THE GOOD

House Bill 1877: Ban disposable shopping bags

The days of free plastic shopping bags—the sort that fill waterways and landfills with zillions of toxic particles—are numbered. Bellingham, Mukilteo, Edmonds, and Seattle all banned plastic shopping bags this year, to the chagrin of the plastic bag industry. Now a bill from freshman representative Joe Fitzgibbon, who represents West Seattle, would ban all disposable shopping bags (paper and plastic) from retail stores across the state. There would be exceptions for recycled bags. Sorry, plastic lobby, filling the ocean and landfills with the state's estimated two million plastic bags per year is not an American right.

HB 1217: Slow the fuck down on neighborhood streets

Turns out the state makes it very expensive to lower a speed limit—who knew?—and this bill, technically, just makes it a lot cheaper to do so. But HB 1217's broader impact could be huge for cyclists and pedestrians, says Craig Benjamin, director of policy and government affairs for the Cascade Bicycle Club, because "lots of cities would love to lower their speed limits on nonarterial streets, but right now they have to do a costly state-approved engineering and traffic study first." By eliminating that study requirement, this bill would help spur cash-strapped cities (like Seattle) to build more bicycle-friendly greenways. Which is great for everyone because, as Benjamin points out, a person who gets hit by a car going 20 miles per hour has a 5 percent chance of dying, while at 30 miles per hour, that chance of dying spikes to 45 percent. This bill died in the senate last year. This year, with more senate support and even AAA behind the measure, backers—including Cindy Ryu (D-32) and Jamie Pedersen (D-43)—smell victory.
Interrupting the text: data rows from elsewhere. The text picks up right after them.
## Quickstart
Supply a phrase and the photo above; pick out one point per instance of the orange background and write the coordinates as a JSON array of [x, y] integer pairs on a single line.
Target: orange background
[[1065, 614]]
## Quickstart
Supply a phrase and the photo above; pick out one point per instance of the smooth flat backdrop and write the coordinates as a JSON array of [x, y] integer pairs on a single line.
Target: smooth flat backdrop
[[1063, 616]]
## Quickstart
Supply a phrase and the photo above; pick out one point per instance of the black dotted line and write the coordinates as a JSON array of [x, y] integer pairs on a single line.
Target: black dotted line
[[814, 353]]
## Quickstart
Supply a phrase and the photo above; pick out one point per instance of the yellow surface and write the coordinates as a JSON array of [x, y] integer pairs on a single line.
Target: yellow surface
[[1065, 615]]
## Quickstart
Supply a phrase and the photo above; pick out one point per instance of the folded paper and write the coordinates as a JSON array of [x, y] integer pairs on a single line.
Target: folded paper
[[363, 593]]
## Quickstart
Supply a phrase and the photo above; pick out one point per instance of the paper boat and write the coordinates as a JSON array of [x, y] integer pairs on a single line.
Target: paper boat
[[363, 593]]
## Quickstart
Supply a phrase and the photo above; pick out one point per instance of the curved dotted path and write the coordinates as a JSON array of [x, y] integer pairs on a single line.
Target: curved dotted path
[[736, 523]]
Senate Bill 6239: Legalize gay marriage

Duh.

HB 2330: Affordable abortions for all

This smart, lady-friendly bill sponsored by Representative Eileen Cody of West Seattle would require all health-insurance policies sold in Washington State that offer maternity coverage to also cover abortions. In the last year, 13 states have restricted women's access to insurance-covered abortions. Washington would be the only state to buck that national trend.
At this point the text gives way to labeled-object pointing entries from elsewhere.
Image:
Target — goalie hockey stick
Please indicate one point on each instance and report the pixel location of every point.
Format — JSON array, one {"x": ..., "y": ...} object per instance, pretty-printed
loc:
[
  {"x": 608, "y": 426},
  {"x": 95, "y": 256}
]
SB 6265: Protecting pot patients

Last spring, Governor Chris Gregoire had the chance to protect medical marijuana patients from arrest and allow dispensaries by signing a law passed by the legislature. Instead, she vetoed most of it. Even worse, Gregoire claimed she did it to avoid federal prosecutions of state employees—an excuse that legal experts widely called bogus. So now Senator Jeanne Kohl-Welles, who represents Northwest Seattle, is back at it again with a new, slightly tweaked bill that takes state employees out of the licensing business for medical marijuana cooperatives (to address Gregoire's debunked concerns). Mellow enough for you now, Chris?

HB 2563: Tax the rich!

Tacoma representative Laurie Jinkins's proposal to tax capital gains (mostly profit from selling stocks, bonds, and real estate) is a no-brainer. This 5 percent tax on capital gains over $10,000 would raise $500 million a year for the state while impacting only the wealthiest 3 percent of Washington households. That would help our state's perpetual budget shortfalls and help level the playing field between the rich and poor, in which the wealthiest 1 percent currently pay a lower tax rate than the bottom 20 percent. Important footnote: It wouldn't tax retirement savings or inheritances, or profits from the sale of a primary residence or farmland. But, you know, it's a tax. So good luck with that.

THE BAD

HB 2200: Psychological warfare on pregnant women

This condescending pro-life bill, championed by Representative John Ahern (R-Spokane), would force physicians to describe "the anatomical and physiological characteristics of [an] unborn child" to all women seeking abortions because, as the bill helpfully explains, most women don't really understand what abortions are. (We routinely overhear women ordering double-stack abortions at Burger King. Words are so confusing!)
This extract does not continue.